Although land grabbing has been present throughout the history of developing nations, in its recent wave, it has been primarily driven by the threats of food and energy insecurity (particularly by biofuels production). Both present a new economic opportunity for mostly foreign agricultural businesses and investors starting to grab land for growing food for export or crops for biofuels, in the Global South, where the costs of renting or buying and wages are much cheaper. For example, in Ethiopia and Ghana alone, the land grab deals have amounted up to a million hectares. The land grab deals most often present a tango between strong international agribusinesses and governments of developing nations promoting “investments and development”, while side-lining the rights of local population and local communities.

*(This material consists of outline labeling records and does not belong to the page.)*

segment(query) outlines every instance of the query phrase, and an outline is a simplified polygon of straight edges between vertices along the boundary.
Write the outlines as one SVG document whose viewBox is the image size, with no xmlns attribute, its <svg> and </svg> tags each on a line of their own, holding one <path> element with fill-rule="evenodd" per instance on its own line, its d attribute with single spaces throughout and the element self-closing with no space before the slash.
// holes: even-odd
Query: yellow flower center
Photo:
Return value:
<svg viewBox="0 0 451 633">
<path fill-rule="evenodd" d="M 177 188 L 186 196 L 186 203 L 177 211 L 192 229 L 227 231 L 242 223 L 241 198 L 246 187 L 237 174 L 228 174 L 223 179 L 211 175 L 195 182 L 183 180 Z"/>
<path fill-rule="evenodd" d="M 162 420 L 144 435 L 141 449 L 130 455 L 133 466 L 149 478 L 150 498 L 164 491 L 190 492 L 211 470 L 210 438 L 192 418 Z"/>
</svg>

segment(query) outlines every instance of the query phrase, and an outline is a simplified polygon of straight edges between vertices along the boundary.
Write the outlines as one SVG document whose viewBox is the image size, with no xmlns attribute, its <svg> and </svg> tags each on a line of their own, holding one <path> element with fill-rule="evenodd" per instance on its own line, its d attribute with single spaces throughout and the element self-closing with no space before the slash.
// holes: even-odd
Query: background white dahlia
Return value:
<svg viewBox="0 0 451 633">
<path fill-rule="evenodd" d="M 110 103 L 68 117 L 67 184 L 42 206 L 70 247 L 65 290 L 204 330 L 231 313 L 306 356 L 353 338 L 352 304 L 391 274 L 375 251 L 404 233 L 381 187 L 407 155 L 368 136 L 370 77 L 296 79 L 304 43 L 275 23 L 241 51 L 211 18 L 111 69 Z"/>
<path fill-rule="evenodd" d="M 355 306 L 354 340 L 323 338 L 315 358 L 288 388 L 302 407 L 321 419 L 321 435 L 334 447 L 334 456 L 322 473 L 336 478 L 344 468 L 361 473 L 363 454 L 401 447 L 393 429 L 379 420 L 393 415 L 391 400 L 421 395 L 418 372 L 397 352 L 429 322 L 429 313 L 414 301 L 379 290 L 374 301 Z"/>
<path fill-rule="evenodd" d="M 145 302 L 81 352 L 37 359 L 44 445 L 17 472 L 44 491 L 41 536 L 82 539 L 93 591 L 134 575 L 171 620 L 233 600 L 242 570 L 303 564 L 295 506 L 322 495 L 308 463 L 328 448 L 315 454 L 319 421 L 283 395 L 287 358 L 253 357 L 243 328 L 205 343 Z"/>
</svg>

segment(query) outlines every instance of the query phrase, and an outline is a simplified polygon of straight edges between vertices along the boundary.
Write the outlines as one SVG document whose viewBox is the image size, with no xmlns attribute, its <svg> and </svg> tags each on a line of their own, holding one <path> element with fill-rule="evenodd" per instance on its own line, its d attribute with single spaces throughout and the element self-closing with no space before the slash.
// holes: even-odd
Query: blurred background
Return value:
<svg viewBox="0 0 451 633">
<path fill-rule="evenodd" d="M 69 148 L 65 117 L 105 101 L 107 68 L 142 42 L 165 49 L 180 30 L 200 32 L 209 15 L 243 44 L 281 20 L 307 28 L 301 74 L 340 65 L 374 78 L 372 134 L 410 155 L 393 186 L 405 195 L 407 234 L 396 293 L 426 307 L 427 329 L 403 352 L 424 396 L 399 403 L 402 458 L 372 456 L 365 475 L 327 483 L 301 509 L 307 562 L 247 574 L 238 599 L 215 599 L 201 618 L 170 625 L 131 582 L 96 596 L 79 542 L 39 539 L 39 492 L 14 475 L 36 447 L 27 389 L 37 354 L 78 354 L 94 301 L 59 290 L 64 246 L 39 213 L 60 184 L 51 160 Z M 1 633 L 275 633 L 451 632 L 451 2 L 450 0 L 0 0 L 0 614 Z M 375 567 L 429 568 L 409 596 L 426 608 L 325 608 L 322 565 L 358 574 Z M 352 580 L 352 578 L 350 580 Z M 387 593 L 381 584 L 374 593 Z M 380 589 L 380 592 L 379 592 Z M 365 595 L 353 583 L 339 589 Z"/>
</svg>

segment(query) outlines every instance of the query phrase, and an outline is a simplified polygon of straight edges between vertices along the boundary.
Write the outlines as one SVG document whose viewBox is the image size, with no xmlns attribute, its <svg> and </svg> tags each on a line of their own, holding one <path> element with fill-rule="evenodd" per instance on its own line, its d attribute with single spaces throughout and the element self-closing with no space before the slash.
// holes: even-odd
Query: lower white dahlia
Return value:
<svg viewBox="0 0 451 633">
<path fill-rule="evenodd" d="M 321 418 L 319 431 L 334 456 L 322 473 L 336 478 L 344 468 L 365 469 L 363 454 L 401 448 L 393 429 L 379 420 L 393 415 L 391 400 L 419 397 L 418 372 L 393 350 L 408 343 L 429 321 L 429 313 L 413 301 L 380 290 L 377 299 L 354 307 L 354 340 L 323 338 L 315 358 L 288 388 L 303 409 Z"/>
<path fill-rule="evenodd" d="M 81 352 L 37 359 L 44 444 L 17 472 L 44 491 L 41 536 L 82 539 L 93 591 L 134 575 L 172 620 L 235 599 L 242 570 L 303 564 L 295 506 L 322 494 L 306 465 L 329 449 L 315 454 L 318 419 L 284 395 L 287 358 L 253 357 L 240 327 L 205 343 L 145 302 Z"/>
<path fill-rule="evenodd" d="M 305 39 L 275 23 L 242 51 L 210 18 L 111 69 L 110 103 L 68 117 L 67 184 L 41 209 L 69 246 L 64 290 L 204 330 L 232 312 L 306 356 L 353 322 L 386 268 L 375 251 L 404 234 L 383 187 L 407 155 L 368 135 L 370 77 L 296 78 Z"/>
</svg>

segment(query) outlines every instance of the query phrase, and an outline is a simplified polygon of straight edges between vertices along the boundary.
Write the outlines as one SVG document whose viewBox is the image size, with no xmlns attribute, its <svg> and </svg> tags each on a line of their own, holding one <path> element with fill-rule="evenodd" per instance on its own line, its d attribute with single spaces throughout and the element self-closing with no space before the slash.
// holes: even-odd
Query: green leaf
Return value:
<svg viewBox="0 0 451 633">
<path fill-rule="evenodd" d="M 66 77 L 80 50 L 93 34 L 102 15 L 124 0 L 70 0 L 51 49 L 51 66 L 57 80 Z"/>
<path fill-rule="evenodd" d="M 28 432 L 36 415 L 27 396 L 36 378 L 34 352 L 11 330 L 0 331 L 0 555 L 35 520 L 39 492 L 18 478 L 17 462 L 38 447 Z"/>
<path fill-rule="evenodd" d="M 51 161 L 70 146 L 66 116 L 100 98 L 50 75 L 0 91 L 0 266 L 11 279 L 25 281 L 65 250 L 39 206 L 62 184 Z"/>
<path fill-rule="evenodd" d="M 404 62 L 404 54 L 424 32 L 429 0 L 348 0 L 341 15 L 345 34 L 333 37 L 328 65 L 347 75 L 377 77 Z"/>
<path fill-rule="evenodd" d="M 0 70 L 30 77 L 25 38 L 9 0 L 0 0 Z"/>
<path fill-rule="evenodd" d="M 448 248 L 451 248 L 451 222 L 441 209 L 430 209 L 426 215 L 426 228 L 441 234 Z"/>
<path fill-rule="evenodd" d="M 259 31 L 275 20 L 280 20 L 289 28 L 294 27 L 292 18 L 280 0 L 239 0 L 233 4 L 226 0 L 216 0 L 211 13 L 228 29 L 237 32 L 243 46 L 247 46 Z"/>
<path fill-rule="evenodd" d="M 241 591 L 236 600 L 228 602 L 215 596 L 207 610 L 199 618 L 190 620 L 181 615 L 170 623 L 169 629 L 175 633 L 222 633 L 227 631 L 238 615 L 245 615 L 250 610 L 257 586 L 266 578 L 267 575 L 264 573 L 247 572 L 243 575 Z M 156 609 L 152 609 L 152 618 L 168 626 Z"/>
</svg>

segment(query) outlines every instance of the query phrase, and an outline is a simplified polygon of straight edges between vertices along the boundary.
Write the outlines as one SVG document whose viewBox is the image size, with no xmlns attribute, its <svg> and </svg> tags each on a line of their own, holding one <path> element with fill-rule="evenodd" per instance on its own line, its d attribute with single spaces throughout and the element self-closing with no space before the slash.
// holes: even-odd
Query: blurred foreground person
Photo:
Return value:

Even in the majority of cases where the land deals are arguably legal, the practice has severe negative impact on local communities, most often denying them access to their basic livelihood and displacing them from their land necessary for their survival; or alternatively (in cases where there actually are employment opportunities for local population) making them dependent on the slavery-like working conditions in the companies. There is little evidence of positive contribution of large scale agricultural investments/land grabs to so desired development of local communities; promises of dignified employment, roads and electrification too often remain unfulfilled. Moreover, growing and exporting food for rich countries or for fuelling their cars can seriously undermine food security in the country; paradoxically for example in Ethiopia where huge land deals are happening millions of population depend on foreign food aid.
The two cases in Senegal pictured in this story are just two Senegalese examples of how land grabbing practices significantly impact the lives of local population and most often threaten their sustainable small-scale food system by denying villagers access to grazing and agriculture land, water and firewood. In the region of Ndiaël in Northern Senegal, pastoral communities are fighting against the operation of large agribusiness Senhuile/Senethanol, an Italian-Senegalese company with murky history and suspicious links to the most powerful people in Senegal. If company remains and extends its operation, more than 37 pastoral villages located in the area for more than 200 years will have to quit their traditional pastoral ways of sustainable living, leave the area or become dependent on low wages and difficult work of the company.
A different case is happening in the region of Kaolac where the Italian company African National Oil Corporation grows Jetropha plants for biofuel production. The company came into the village with false development and employment promises, misleading the villagers to sell their traditional land for a small amount of money. Predominately agricultural communities in the region are now left without the income from employment, and worst, with less land that would allow them to fully fulfil their food needs and invest in further development of their communities.